Zero days continue to be a threat for months or even years after discovery, CISA warned in its advisory.
It wrote: "Malicious cyber actors continue to have the most success exploiting vulnerabilities within two years after public disclosure of the vulnerability. The utility of these vulnerabilities declines over time as more systems are patched or replaced. Malicious cyber actors find less utility from zero-day exploits when international cybersecurity efforts reduce the lifespan of zero-day vulnerabilities."
The top 15 exploited vulnerabilities of 2023:
- CVE-2023-3519: Citrix NetScaler ADC and NetScaler Gateway.
Allows an unauthenticated user to cause a stack buffer overflow in the NSPPE process by using a HTTP GET request.
- CVE-2023-4966: Citrix NetScaler ADC and NetScaler Gateway.
Allows session token leakage; a proof-of-concept for this exploit was revealed in October 2023.
- CVE-2023-20198: Cisco IOS XE Web UI.
Lets unauthorised users gain initial access and issue a command to create a local user and password combination, enaling them to log in with normal user access.
- CVE-2023-20273: Cisco IOS XE
Allows privilege escalation to root privileges after a local user has been created
- CVE-2023-27997: Fortinet FortiOS and FortiProxy SSL-VPN.
Allows a remote user to craft specific requests that let them execute arbitrary code.
- CVE-2023-34362: Progress MOVEit Transfer.
Allows abuse of an SQL injection vulnerability to obtain a sysadmin API access token. Threat actors may also be able to obtain remote code execution using this access by abusing a deserialization call.
- CVE-2023-22515: Atlassian Confluence Data Center and Server.
Allows exploit of an improper input validation issue. "Arbitrary HTTP parameters can be translated into getter/setter sequences via the XWorks2 middleware and, in turn, allow Java objects to be modified at run time," CISA wrote. "The exploit creates a new administrator user and uploads a malicious plugin to get arbitrary code execution."
- CVE-2021-44228: Log4Shell, affecting Apache’s Log4j library
Allows the execution of arbitrary code. Attackers can take full control of a system by submitting a specially crafted request to a vulnerable system, causing the execution of arbitrary code.
- CVE-2023-2868: Barracuda Networks Email Security Gateway (ESG) Appliance.
Gives attackers unauthorized access and the ability to remotely execute system commands via the ESG appliance.
- CVE-2022-47966: Zoho ManageEngine.
Allows an unauthenticated user to execute arbitrary code by providing a crafted samlResponse XML to the ServiceDesk Plus SAML endpoint.
- CVE-2023-27350: PaperCut MF/NG.
Allows a malicious cyber actor to chain an authentication bypass vulnerability with the abuse of built-in scripting functionality to execute code.
- CVE-2020-1472: This vulnerability affects Microsoft Netlogon.
Allows privilege escalation.
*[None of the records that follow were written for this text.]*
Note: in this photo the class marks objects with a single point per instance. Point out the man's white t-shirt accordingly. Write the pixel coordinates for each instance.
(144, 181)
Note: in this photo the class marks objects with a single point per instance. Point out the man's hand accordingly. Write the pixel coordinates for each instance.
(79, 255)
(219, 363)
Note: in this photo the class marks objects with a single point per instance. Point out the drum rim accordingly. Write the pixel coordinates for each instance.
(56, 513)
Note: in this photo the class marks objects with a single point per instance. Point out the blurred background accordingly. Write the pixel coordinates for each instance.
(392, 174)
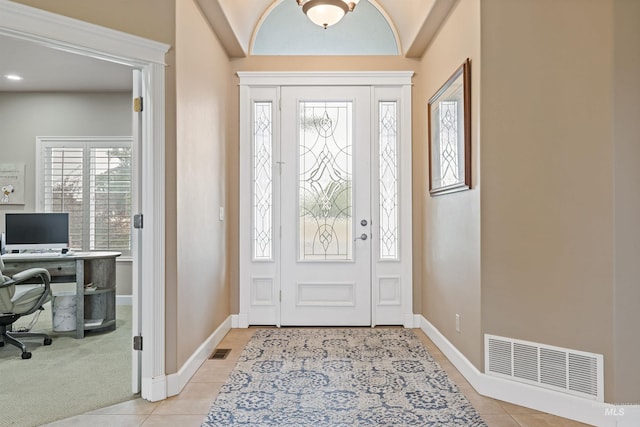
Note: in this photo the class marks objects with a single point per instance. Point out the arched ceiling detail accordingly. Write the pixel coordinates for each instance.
(416, 22)
(286, 31)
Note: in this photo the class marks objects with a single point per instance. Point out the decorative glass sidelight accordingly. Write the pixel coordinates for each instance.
(325, 181)
(448, 125)
(388, 142)
(262, 181)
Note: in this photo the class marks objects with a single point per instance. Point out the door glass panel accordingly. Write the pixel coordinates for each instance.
(262, 182)
(388, 230)
(325, 181)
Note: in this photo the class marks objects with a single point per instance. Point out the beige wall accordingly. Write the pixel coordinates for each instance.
(547, 170)
(626, 292)
(451, 222)
(202, 93)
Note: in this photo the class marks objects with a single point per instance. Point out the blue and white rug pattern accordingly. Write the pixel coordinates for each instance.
(339, 377)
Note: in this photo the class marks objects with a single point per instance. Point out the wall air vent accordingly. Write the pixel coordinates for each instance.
(555, 368)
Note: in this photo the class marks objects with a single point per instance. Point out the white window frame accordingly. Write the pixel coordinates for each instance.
(85, 143)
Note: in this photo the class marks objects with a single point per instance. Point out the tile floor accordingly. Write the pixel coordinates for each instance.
(191, 406)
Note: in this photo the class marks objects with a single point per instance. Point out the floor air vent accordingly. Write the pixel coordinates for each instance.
(220, 353)
(569, 371)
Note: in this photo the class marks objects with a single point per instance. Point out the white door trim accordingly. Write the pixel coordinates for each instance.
(71, 35)
(270, 83)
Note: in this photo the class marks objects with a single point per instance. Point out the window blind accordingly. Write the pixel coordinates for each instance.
(91, 180)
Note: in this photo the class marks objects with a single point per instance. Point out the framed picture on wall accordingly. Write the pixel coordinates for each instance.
(12, 183)
(449, 115)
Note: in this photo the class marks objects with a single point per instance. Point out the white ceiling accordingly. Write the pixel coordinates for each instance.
(46, 69)
(234, 21)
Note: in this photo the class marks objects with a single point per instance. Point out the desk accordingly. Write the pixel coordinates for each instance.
(83, 268)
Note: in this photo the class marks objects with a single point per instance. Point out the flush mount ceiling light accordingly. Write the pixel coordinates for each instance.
(327, 12)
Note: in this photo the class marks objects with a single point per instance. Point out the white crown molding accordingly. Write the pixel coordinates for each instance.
(338, 78)
(76, 36)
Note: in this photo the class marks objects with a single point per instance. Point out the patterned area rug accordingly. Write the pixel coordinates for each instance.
(340, 377)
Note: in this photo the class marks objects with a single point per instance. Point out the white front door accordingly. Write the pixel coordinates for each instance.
(325, 206)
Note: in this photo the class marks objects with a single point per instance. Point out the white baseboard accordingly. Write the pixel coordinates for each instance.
(124, 300)
(549, 401)
(239, 321)
(156, 388)
(177, 381)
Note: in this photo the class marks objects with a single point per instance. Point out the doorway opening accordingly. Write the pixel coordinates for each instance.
(62, 33)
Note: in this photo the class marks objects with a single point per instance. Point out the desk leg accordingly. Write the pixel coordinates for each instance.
(79, 298)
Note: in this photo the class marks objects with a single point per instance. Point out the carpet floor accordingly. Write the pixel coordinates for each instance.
(69, 377)
(339, 377)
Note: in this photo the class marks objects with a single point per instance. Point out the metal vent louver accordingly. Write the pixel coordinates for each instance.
(569, 371)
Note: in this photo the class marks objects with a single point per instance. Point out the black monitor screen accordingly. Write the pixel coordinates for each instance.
(36, 230)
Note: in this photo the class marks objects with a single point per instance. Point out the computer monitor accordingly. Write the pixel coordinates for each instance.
(36, 231)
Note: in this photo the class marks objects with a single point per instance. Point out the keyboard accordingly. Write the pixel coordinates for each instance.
(32, 255)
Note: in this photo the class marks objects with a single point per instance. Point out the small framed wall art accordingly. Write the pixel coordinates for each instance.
(449, 118)
(12, 183)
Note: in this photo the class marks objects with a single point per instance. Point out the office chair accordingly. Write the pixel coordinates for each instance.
(12, 306)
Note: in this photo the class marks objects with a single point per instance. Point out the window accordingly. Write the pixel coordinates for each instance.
(90, 178)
This CVE has been included in top routinely exploited vulnerabilities lists since 2021.
- CVE-2023-42793: This vulnerability can affect JetBrains TeamCity servers.
Allows authentication bypass to enable remote code execution against vulnerable servers.
- CVE-2023-23397: Microsoft Office Outlook.
Allows elevation of privilege. "A threat actor can send a specially crafted email that the Outlook client will automatically trigger when Outlook processes it," CISA wrote. "This exploit occurs even without user interaction."
CVE-2023-49103: ownCloud graphapi.
Allows unauthenticated information disclosure so an unauthenticated user can access sensitive data such as admin passwords, mail server credentials, and license keys.
All these vulnerabilities have now been patched.